La Côte d’Ivoire accueille ce 17 avril, le premier sommet régional de l’initiative de financement en faveur des femmes entrepreneurs (We-Fi) en Afrique de l’Ouest. En prélude à cet événement Kristalina Georgieva, Directrice du Groupe de la Banque Mondiale – co-organisatrice – dans une interview (via Internet) à Abidjan.net en présente les enjeux.

La Côte d’ivoire accueille le 1er Sommet régional de l’initiative de financement en faveur des femmes entrepreneurs le 17 avril prochain. Quelles sont les raisons qui motivent la participation de la Banque mondiale ?

À la Banque mondiale, nous sommes convaincus que miser sur les femmes est essentiel pour générer de la croissance et lutter contre la pauvreté dans les pays et le continent africain dans son ensemble. En Afrique, plus que dans d’autres régions du monde, plus de femmes que d’hommes choisissent la voie de l’entrepreneuriat. Mais si la proportion de femmes entrepreneures est impressionnante, nous devons en revanche lever les obstacles qui les freinent dans leur élan. Si l’on aide les femmes entrepreneures et si l’on donne aux femmes et aux filles plus d’opportunités, tout le monde en bénéficiera.

Afin de promouvoir l’entrepreneuriat des femmes en Afrique de l’Ouest et mobiliser le soutien des gouvernements et décideurs, l’initiative We-Fi organise le premier Sommet régional de l’Initiative de financement en faveur des femmes entrepreneures ce mercredi 17 avril à Abidjan en partenariat avec la Banque africaine de développement, la Banque islamique de développement et le Groupe de la Banque mondiale. Cet évènement, sous le patronage du gouvernement ivoirien, réunira d’importants partenaires des pays CEDEAO ainsi que les Etats-Unis. Ce Sommet constituera une plateforme pour les femmes entrepreneures qui y feront entendre leur voix.

Quelles sont vos attentes de cet événement régional?

Mes collègues et moi souhaitons que cet évènement entraîne une collaboration accrue entre les partenaires et résulte en des actions concrètes visant à promouvoir l’entrepreneuriat féminin. Pour cela, il est nécessaire de mettre en place des programmes et réformes qui s’attaquent spécifiquement aux défis auxquels les femmes entrepreneures doivent faire face.
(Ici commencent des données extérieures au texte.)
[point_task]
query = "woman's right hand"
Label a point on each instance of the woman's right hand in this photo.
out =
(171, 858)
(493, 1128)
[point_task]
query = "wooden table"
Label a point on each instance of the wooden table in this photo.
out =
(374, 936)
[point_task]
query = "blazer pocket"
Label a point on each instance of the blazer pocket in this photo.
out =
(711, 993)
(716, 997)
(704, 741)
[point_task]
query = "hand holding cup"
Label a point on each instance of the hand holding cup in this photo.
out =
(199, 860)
Les discussions que nous allons avoir, lors de ce Sommet, nous permettront de mieux comprendre ce qu’il faut faire pour donner aux femmes entrepreneures les moyens de réussir, l’objectif étant qu’elles contribuent pleinement à la croissance et la prospérité de leur pays.

La question que je souhaite poser aujourd’hui est la suivante : Comment pouvons-nous tous, chacun à notre niveau, propulser les femmes entrepreneures sur le devant de la scène ? Car chacun de nous a un rôle à jouer afin de lever les obstacles qui pénalisent les femmes : aussi bien les individus que les familles, les communautés, les gouvernements, la société civile, et bien entendu le secteur privé.
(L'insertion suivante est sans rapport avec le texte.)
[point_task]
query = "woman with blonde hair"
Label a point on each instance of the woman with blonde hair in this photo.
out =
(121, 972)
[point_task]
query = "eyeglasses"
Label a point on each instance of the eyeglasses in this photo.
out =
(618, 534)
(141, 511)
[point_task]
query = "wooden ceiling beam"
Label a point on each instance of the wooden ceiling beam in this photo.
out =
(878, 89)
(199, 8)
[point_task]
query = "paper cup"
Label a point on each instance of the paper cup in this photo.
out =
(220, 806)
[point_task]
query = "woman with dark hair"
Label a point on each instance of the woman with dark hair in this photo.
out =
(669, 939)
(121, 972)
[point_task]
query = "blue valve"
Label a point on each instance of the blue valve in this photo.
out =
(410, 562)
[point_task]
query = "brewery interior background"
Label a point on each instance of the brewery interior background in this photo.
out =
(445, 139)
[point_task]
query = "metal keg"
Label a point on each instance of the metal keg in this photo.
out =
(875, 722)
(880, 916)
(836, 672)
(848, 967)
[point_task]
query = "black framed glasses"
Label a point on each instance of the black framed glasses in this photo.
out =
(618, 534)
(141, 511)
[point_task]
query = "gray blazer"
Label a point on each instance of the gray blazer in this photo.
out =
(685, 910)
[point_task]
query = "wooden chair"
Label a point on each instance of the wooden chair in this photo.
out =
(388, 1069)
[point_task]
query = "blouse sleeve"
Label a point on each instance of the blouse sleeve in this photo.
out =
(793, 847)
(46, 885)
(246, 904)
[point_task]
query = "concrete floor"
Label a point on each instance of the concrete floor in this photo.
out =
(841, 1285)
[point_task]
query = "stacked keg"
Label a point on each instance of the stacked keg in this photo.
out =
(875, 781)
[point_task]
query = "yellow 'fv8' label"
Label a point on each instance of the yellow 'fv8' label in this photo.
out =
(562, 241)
Quel est le niveau d’engagement de la Banque mondiale en faveur de l’entrepreneuriat et plus spécifiquement l’entrepreneuriat féminin en Côte d’Ivoire ?

Le climat des affaires s’est amélioré pour les entrepreneurs ivoiriens. La Côte d’Ivoire figurait ainsi au rang des pays ayant adoptés le plus grand nombre de réformes en la matière dans le classement Doing Business 2019 de la Banque mondiale. Mais si certaines réformes vont faciliter la tâche des femmes entrepreneurs, comme par exemple le fait de pouvoir faire des affaires sans obtenir l’autorisation préalable de leurs maris, les Ivoriennes sont encore confrontées à des défis importants. D’où la nécessité de mettre en place des mesures concrètes afin de combler le fossé hommes-femmes.

Par exemple, la connectivité reste un défi important pour les femmes ivoiriennes. Les femmes ont 9% moins de chances que les hommes de posséder un téléphone portable et 48% moins de chances d’utiliser l’internet en raison du coût d’accès et des niveaux d’alphabétisation.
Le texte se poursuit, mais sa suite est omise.